Lack of Support While Using An Insulin Pump
I felt very unsupported by my care team when I transitioned onto a pump. I had about 3 sessions to set me up and after that I was told to come back in 6 months. I didn’t realize it at the time, but I definitely was pushed into the deep end all by myself! Because of the lack of support, I didn’t really know how to maximize the functions on my pump and knew very little about how to actually use it! I thought that the settings were set in stone and that if my blood sugars out of range it must’ve been something *I* was doing wrong, instead of thinking that my settings just needed to be adjusted. I really wish I had more support from my care team during this transition as I think it would’ve made a world of a difference.
Will I Try Another Insulin Pump in the Future?
I spent 3 years giving my best shot effort to make a pump work, but ultimately I decided that after I graduated with my bachelor’s degree in 2016 that I would go on a pump-cation (summer vacation from an insulin pump) for the summer. And I have to say, this is officially the LONGEST vacation I have ever been on. Those 3 months ended up lasting more than five years. During that time, I have been really enjoying my experience with multiple daily injections.

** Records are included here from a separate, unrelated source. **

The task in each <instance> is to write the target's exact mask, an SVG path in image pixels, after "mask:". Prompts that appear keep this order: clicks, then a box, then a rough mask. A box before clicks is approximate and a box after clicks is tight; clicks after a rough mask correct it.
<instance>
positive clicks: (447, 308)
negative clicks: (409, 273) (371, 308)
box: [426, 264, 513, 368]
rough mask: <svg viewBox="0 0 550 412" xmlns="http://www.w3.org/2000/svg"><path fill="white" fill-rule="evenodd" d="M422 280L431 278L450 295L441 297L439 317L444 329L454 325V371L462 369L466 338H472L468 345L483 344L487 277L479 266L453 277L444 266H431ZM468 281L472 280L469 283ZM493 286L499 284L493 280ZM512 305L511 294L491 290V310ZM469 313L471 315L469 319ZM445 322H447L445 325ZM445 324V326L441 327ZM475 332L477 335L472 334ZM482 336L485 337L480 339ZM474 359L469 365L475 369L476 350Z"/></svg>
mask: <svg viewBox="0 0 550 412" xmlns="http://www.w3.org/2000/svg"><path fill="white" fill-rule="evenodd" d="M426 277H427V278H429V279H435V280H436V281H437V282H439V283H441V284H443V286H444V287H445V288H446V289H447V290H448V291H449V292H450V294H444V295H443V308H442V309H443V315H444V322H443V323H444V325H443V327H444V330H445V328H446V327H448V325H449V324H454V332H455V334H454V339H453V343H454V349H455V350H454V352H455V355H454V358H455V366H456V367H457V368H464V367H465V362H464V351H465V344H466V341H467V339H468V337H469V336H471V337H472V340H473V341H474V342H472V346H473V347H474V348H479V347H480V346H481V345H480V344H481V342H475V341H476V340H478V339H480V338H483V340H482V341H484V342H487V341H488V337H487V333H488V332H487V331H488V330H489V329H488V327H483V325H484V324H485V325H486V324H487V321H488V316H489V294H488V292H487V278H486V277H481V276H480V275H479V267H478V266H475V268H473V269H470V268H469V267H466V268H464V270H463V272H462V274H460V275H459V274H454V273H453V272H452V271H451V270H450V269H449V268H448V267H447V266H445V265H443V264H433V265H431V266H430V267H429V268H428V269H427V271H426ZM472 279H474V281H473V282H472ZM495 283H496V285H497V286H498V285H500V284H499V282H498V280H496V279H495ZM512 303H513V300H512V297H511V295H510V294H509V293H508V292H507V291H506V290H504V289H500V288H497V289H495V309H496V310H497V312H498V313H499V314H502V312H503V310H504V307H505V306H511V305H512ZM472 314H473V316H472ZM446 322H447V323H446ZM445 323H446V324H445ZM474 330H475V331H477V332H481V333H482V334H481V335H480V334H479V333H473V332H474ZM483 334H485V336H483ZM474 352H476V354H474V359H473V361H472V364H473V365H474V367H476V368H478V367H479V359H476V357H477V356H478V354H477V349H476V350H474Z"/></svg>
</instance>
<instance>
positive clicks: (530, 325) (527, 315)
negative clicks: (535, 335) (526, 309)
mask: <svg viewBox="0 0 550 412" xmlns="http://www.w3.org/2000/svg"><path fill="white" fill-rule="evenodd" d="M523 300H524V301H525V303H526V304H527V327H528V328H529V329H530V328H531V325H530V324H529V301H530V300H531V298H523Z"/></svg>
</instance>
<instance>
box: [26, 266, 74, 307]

I am a firm believer in maintaining an open-mind when it comes to how to manage diabetes. I am really grateful for the experience that I had with an insulin pump because without it I wouldn’t have been able to appreciate what I have with multiple daily injections. I also think I am better equipped for any future plans for going back onto a pump as I know what to expect.. I don’t plan to stay on MDI forever & haven’t made any official plans to go back to pumping, but I am definitely interested in seeing all of the advancements in diabetes technology and maybe one day I will be willing to give an insulin pump a second chance!